Мы гримировались все вместе. И я любил незаметно наблюдать за преображением-Мордвинова. Еще не надев костюма, но уже положив рядом кубанку, которую он ощущал как грим, Коля медленно покрывал лицо бледным своим тоном, наводил бровь, задумывался, поглядывая перед собой иногда в зеркало, а то и мимо… И с каждым жестом он отдалялся, отплывал куда-то от того недотепистого Коли Мордвинова, которого я пытался описать вначале. И наливался неведомой силой… Какое все-таки волшебство – театр!

Как-то спустя несколько лет я смотрел фильм «Леон Кутюрье» на тему «Рассказа о простой вещи» и с нетерпением ожидал появления Соболевского – не помню, кто его играл, – неужели перебьет впечатление от мордвиновской игры? Нет, куда там!
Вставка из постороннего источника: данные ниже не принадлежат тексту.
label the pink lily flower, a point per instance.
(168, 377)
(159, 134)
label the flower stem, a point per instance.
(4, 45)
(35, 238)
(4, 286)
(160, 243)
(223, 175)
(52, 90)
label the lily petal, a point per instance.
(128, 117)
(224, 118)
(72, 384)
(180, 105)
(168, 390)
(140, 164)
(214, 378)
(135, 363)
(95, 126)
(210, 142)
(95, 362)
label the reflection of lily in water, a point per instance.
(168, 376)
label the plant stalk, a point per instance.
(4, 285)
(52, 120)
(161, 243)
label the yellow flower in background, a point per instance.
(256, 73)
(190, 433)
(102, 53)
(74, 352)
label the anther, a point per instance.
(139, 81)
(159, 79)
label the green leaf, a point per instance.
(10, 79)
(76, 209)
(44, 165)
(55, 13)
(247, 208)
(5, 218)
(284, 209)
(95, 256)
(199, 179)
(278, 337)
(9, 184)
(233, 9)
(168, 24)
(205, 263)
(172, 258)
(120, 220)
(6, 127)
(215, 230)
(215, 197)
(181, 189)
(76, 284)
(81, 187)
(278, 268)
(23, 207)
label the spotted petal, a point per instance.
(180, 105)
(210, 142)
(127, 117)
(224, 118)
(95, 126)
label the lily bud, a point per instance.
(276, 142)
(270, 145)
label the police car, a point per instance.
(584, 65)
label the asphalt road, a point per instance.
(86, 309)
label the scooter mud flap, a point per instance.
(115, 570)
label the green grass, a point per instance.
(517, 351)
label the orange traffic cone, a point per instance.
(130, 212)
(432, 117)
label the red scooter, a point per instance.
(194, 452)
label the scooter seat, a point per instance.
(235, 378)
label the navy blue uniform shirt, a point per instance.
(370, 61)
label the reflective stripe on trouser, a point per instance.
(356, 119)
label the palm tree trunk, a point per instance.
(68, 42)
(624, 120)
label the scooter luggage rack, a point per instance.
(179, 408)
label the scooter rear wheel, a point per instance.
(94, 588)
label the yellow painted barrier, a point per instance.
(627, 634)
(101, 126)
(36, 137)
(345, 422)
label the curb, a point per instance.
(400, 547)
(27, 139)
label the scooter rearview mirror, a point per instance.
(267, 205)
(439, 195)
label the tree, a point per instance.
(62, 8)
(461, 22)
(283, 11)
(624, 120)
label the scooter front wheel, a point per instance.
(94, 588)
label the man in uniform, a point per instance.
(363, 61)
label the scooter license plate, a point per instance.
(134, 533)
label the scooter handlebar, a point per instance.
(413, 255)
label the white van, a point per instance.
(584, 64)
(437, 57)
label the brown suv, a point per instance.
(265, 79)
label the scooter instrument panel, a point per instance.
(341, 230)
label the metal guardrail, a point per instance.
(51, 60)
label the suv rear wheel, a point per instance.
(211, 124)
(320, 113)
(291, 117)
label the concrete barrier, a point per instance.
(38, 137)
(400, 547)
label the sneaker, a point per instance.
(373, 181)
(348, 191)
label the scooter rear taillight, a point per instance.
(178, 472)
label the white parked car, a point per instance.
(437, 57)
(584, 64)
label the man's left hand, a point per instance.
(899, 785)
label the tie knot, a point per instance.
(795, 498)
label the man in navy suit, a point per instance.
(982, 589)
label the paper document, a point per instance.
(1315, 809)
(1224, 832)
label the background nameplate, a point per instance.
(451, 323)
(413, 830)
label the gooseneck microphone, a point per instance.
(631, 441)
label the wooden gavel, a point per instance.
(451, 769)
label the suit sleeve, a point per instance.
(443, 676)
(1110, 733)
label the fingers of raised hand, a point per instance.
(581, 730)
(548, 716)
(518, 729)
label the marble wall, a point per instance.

Надо ли говорить, с какой тоской и болью стояли мы, старые Колины товарищи, у его гроба? Я посматривал на слегка подгримированное красивое Колино лицо, и одно воспоминание о нем невольно бередило сознание: вспомнилось, как в день премьеры «Простой вещи», уже предельно измотанный после двух или трех бессонных ночей, закончив монтировку света, Коля решил сбегать в баньку, а потом сесть гримироваться. Из бани вернулся он в студию не освеженным, а разбитым, прилег отдохнуть и… заснул поистине богатырским сном. Он так жадно и красиво спал, что жаль было его будить. Спектакль мог начаться без него, но тем не менее Колю начали гримировать спящего, оберегая его силы! А потом он проснулся, встал, размялся и сыграл своего Соболевского. Тоже по-богатырски. Прямо былинный сюжет!

До чего же хотелось забыть про гроб и представить себе, что наш Коля, как много лет тому назад, снова заснул богатырским сном и вот-вот проснется, поднимется и сойдет на сцену, где никто никогда не видел его покойным, где он привык стоять во весь рост, мощный, красивый, великолепный, и жить во всю ширь… Жить!